Las artesanías también forman parte de la experiencia visual que la hostería busca ofrecer a sus huéspedes.

La construcción de dos plantas tiene una perfecta combinación de la madera de capulí. Esta resalta en los dinteles o umbrales de acceso a cada uno de los espacios, donde también resaltan las ventanas.

Una de las características de esta casa de hacienda es que se utilizaron materiales andinos en su construcción.

Las vigas gruesas de eucalipto están a la vista. Las ventanas son pequeñas y los marcos con 30 y 36 celdas cubiertas con vidrio. Alicia Fernández, gerenta de San Joaquín, cuenta que su padre Héctor la adquirió hace más de 40 años. La hacienda fue de Guillermo Tobar, un ganadero y productor de la zona.

Fernández realizó algunas adecuaciones, puesto que cada uno de los espacios tenía una puerta. “Se presume que en la hacienda los trabajadores se dedicaban a la producción de trigo, cebada y otros granos, pues encontramos la estructura de un molino instalado. Es probable que otra zona haya sido usada como bodega para almacenar la cosecha. Además, en otra área funcionaba la cocina a leña”.

Hace cuatro años esta casona de la serranía andina, ubicada a 3 500 metros sobre el nivel del mar, se convirtió en un sitio de hospedaje para los viajeros y andinistas que buscan aventura y ascender al volcán Cotopaxi. Alicia cuenta que es un lugar de adaptación para los andinistas antes de subir a la cumbre del coloso.

“Sin embargo, en los últimos dos años, tras la reactivación y la mala información que erupcionaba el Cotopaxi, la gente dejo de venir, pese a que se abrió el Parque Nacional Cotopaxi , aún no reanudan las escaladas a la cumbre. Eso atraería a los turistas de Estados Unidos, Francia y otros países”, dice preocupada.

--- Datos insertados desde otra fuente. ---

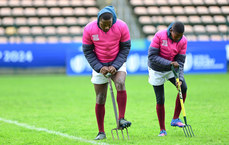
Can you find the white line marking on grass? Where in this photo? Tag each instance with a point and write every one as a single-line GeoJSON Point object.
{"type": "Point", "coordinates": [51, 132]}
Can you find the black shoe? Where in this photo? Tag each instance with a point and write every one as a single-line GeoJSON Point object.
{"type": "Point", "coordinates": [124, 123]}
{"type": "Point", "coordinates": [100, 136]}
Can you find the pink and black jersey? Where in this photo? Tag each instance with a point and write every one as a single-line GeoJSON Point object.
{"type": "Point", "coordinates": [163, 50]}
{"type": "Point", "coordinates": [106, 48]}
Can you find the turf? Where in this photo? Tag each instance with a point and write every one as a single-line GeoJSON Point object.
{"type": "Point", "coordinates": [66, 104]}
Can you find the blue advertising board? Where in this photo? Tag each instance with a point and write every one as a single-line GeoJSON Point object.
{"type": "Point", "coordinates": [202, 57]}
{"type": "Point", "coordinates": [206, 57]}
{"type": "Point", "coordinates": [34, 55]}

Su hermano Wladimir cuenta que la edificación es sencilla, pues la fachada es rectangular.

Los estancias y las habitaciones son bien distribuidas.

En el interior hay una perfecta combinación de los materiales andinos tradicionales de la Sierra.

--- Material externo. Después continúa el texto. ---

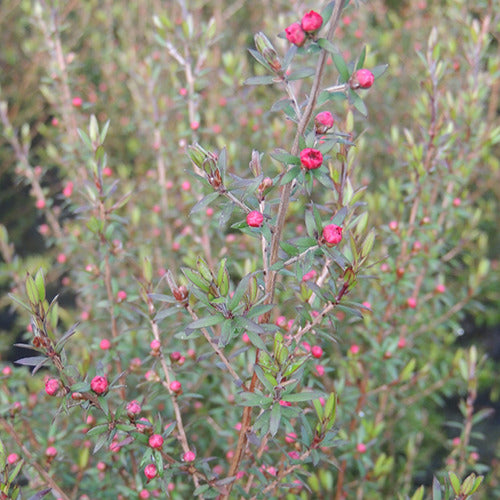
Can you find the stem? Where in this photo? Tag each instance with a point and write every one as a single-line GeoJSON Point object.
{"type": "Point", "coordinates": [41, 471]}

Los techos son de teja tradicional y los zócalos de piedra unida con calicanto. El acceso a la segunda planta está equipado con unas gradas que tienen una inclinación de 15 centímetros. Eso da la sensación de caer para atrás. En las habitaciones también figura la decoración antigua. Los habitantes de las comunidades cercanas ofrecen cabalgatas por los campos de la hacienda, visitas a los bosques y la experiencia de compartir las actividades diarias de los campesinos.

Entre los planes está en espera rehabilitar los espacios recreativos para ampliar la oferta de servicios para los turistas.

También se realizan paseos en bicicletas prestadas por el albergue. Wladimir asegura que hay leyendas sobre la cruz de la pasión de Cristo que está en la pequeña capilla localizada en el ingreso de la posada. Dice que en varias ocasiones fue sustraída, pero nuevamente es devuelta al mismo lugar por quienes se la llevan.